Grainy pixels coalesce into view with the push of a button. Static and then there she is: a babe in a cushioned box. She’s still, motionless, but I can’t stop watching. I peer closer, hoping to perceive the rise and fall of her chest under the sleep sack, a substitute for the blankets now outlawed due to associated risks. Today’s crib is a barren landscape of one fitted crib sheet. That’s all. No stuffed animals, no crocheted blankets. No binkies, no dolls. We even sacrificed introducing a lovey, modern parents that we are, saturated by the tragic news of the information age, too paranoid about accidental asphyxiation. 

I am entranced, can’t take my eyes away. Sometimes she moves, rolls this way, then that. I glance up, glance back to find her lying perpendicular to where she was before.

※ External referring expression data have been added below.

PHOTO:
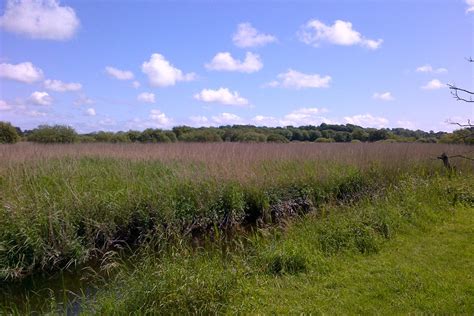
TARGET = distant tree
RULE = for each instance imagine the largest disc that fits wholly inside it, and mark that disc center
(325, 140)
(53, 134)
(360, 134)
(8, 133)
(252, 137)
(277, 138)
(201, 135)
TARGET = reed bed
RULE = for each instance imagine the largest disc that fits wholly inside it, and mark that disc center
(63, 205)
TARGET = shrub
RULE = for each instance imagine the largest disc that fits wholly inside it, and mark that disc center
(53, 134)
(252, 137)
(201, 136)
(324, 140)
(8, 133)
(277, 138)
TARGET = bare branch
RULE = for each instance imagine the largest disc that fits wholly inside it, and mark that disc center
(455, 92)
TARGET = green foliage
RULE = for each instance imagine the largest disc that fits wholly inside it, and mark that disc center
(201, 135)
(325, 140)
(277, 138)
(8, 133)
(251, 137)
(53, 134)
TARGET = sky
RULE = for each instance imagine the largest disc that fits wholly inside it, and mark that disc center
(120, 65)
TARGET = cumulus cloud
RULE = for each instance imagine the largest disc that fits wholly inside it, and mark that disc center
(40, 19)
(248, 36)
(406, 124)
(59, 86)
(146, 97)
(90, 112)
(433, 85)
(83, 100)
(470, 6)
(340, 33)
(227, 119)
(430, 69)
(304, 116)
(298, 80)
(24, 72)
(160, 118)
(366, 120)
(161, 73)
(225, 62)
(199, 120)
(34, 113)
(119, 74)
(221, 95)
(136, 84)
(298, 117)
(41, 98)
(4, 106)
(383, 96)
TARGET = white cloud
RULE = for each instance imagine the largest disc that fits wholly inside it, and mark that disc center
(4, 106)
(83, 100)
(406, 124)
(429, 69)
(383, 96)
(162, 74)
(35, 113)
(433, 85)
(304, 116)
(24, 72)
(119, 74)
(41, 98)
(221, 95)
(160, 118)
(298, 117)
(90, 112)
(470, 6)
(146, 97)
(40, 19)
(136, 84)
(225, 62)
(298, 80)
(59, 86)
(340, 33)
(366, 120)
(248, 36)
(107, 122)
(227, 119)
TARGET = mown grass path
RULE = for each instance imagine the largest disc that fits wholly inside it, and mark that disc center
(428, 270)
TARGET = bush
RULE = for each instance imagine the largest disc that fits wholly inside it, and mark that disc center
(8, 133)
(201, 136)
(277, 138)
(53, 134)
(251, 137)
(325, 140)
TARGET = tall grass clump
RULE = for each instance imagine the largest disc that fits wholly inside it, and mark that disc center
(73, 203)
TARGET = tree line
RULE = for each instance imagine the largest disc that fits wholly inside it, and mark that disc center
(324, 133)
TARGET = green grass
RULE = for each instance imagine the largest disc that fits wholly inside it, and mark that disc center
(409, 250)
(238, 236)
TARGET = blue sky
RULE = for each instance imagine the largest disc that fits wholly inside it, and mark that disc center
(119, 65)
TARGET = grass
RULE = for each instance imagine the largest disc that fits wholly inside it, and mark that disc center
(187, 214)
(365, 270)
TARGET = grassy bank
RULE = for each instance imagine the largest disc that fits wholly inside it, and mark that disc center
(185, 213)
(409, 250)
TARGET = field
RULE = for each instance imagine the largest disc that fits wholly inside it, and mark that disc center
(236, 228)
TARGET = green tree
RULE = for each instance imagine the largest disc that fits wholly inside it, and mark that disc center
(53, 134)
(8, 133)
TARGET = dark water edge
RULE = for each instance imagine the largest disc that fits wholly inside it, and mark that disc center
(62, 291)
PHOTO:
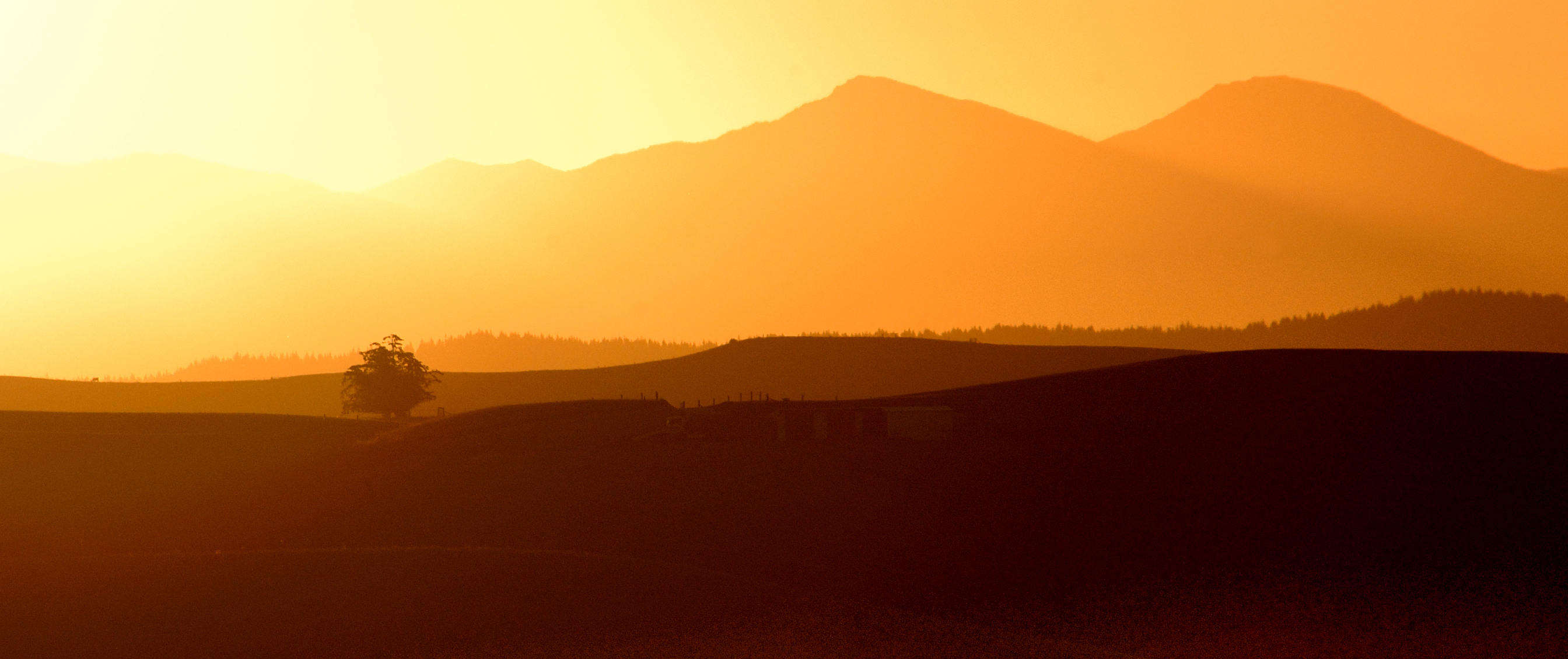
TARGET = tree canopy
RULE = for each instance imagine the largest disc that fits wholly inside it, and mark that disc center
(391, 382)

One side of the crib, then the other. When her eyes open they glow neon with night vision, bright discs punctuating the darkness, signaling wakefulness. Sometimes there’s a pause before she erupts in cries that echo out her bedroom, through the house, through the monitor, ringing in my ears, ricocheting through my head. 

It’s easy to get obsessed with voyeurism. I can watch her every move, scrutinize her intentions. I want to predict: Will she wake now? How long will she sleep? And I wonder: Is she comfortable? Is she breathing? Is she dreaming? What about? I peer into the pixels, as into a crystal ball, willing the future to take form. Who will she be, this rolling, round-faced, murmuring babe?